Часы пробили три, а значит — пора прощаться с ушедшими навек врагами. Да, Бертольд по-настоящему не верил ни во что. Но некоторые обряды соблюдал. На Воцарение Зимы поминают врагов, а с друзьями прощаются весной. В первую ночь Месяца Сердца Весны…

— За тебя, Ирия Таррент! — Вино горчит, как слёзы воина над смертью побратима. — Знаешь, почему ты должна была умереть?

Ревинтер прожил достаточно долгую и насыщенную жизнь. Женщины, похожие на зеленоглазую дочь Карлотты Таррент, ему встречались. Такие идут по жизни, разрушая на пути всё. Влюбляются в них многие — мучительно, безнадежно, отчаянно.

Увы, парадокс, но правда: вся красота досталась старшей дочери Эдварда Таррента, а кавалеры сходили бы с ума по средней. Года через два-три.

Жаль, Ирия Таррент была врагом. С годами из нее вышел бы неплохой союзник. До поры до времени — пока нужна.

Увы, такие не прощают. По крайней мере — пока глотку не порвут. Потом простят — на очередных поминках Воцарения Зимы.

Через год-два Ирия Таррент вышла бы замуж. И ее муж стал бы смертельным врагом Ревинтеров.

Стал бы — стал бы, здесь можно не сомневаться. И хорошо, если барон. А вдруг — граф или герцог?

Да и в любовники она выбирала бы лишь наиболее значительных и полезных мужчин. Превращая и их во врагов семьи Ревинтер.

Вторая Карлотта, но без лишней подлости, погубившей первую. Цинично-ледяная, расчетливая, смертельно-опасная стерва. Года через три она бы уже не лицо царапала и не пощечины раздавала. Нет, просчитала бы интригу до мелочей, заручилась покровителем повлиятельней. И нанесла настоящий удар! Роковой.

— Ирия, ты должна была умереть, — повторил Бертольд Ревинтер. — За то, кем могла стать. Прощай. Покойся с миром.

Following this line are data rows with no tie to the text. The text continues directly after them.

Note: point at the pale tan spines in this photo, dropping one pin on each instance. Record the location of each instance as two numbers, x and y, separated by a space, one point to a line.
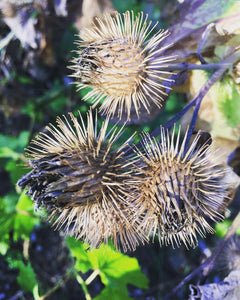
82 181
182 186
122 64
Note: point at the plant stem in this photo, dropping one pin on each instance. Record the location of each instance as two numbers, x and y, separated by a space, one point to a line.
185 66
84 287
92 277
207 266
222 67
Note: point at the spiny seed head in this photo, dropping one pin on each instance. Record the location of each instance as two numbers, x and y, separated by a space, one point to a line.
123 65
81 180
182 186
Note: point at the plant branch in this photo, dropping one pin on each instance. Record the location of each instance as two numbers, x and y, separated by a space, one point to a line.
204 269
222 67
84 287
92 277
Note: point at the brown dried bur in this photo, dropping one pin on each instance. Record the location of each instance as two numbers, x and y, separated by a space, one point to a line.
122 65
182 185
81 180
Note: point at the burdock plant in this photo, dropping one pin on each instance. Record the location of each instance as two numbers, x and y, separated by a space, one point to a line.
81 180
123 65
182 186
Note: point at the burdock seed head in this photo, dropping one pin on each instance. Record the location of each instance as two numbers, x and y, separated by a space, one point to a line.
181 187
80 179
122 64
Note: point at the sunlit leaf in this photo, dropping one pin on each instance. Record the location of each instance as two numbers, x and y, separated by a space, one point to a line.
116 270
26 278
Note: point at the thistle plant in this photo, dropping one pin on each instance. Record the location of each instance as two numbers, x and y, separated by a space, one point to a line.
123 65
182 186
82 181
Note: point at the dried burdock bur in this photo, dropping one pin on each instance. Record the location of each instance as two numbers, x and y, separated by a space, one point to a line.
182 186
81 178
123 66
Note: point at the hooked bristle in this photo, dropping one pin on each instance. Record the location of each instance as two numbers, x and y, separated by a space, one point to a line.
182 185
123 65
81 180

Конечно, по обычаю сначала пьют за графов, а не за их дочерей. Но от девчонки вреда случилось бы больше — вот и вспомнилась первой.

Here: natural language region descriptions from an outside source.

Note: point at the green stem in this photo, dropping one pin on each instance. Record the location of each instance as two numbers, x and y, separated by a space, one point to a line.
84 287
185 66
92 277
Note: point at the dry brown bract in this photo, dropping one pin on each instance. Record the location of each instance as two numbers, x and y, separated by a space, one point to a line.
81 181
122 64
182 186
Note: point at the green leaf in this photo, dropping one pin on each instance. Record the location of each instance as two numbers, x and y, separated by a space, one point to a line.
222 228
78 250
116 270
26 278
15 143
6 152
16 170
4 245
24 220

— Эдвард Таррент, не я убил тебя, но ты умер очень вовремя. Прощай. Покойся с миром. Как ни странно, но отомщу за тебя именно я.

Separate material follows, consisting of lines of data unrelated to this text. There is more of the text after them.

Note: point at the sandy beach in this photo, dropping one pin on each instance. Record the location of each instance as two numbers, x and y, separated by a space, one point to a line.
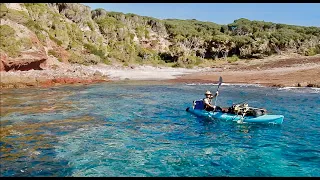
277 71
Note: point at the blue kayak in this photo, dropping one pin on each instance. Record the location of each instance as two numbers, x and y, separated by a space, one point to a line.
264 119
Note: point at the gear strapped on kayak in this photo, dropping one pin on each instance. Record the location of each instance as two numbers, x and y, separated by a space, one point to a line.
241 113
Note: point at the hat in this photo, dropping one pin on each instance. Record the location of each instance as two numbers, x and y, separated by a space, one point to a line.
208 93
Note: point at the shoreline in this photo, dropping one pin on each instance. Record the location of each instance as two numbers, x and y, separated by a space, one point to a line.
297 72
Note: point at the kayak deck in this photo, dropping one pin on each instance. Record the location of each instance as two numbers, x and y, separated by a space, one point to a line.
264 119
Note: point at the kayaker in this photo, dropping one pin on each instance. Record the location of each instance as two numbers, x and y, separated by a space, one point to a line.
208 99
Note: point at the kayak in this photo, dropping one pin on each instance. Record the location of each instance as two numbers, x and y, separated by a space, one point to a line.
264 119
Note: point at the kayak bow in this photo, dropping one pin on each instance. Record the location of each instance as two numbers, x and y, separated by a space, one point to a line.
264 119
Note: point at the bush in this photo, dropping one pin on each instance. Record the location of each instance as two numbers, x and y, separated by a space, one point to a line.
8 42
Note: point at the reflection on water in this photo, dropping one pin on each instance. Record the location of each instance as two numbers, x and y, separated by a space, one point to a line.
142 129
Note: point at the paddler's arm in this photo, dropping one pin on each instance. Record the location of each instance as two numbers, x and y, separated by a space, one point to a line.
216 94
206 102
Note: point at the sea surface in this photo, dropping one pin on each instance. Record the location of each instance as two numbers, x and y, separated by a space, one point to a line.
141 128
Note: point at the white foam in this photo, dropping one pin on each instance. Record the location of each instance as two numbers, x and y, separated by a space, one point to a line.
301 89
223 84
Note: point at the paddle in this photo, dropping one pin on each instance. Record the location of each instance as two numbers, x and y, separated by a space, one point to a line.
220 82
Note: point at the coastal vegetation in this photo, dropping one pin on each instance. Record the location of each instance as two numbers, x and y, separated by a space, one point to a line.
100 36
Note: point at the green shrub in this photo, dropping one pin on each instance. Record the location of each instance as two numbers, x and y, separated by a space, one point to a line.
8 42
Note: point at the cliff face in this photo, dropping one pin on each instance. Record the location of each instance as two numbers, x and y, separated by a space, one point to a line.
33 34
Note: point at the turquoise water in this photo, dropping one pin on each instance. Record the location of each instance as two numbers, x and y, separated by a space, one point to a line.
142 129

Вино горчит всё меньше — так тоже бывает.

Бертольд не шутил и не лгал. Поминать покойных следует без тени насмешки или иронии. Врагов лучше злить только земных. А Ревинтер рассчитывал пережить еще немало новых Воцарений. И в следующее — выпить за Леона Таррента. А то еще и за Полину Лигуа нир Кито, нир Таррент.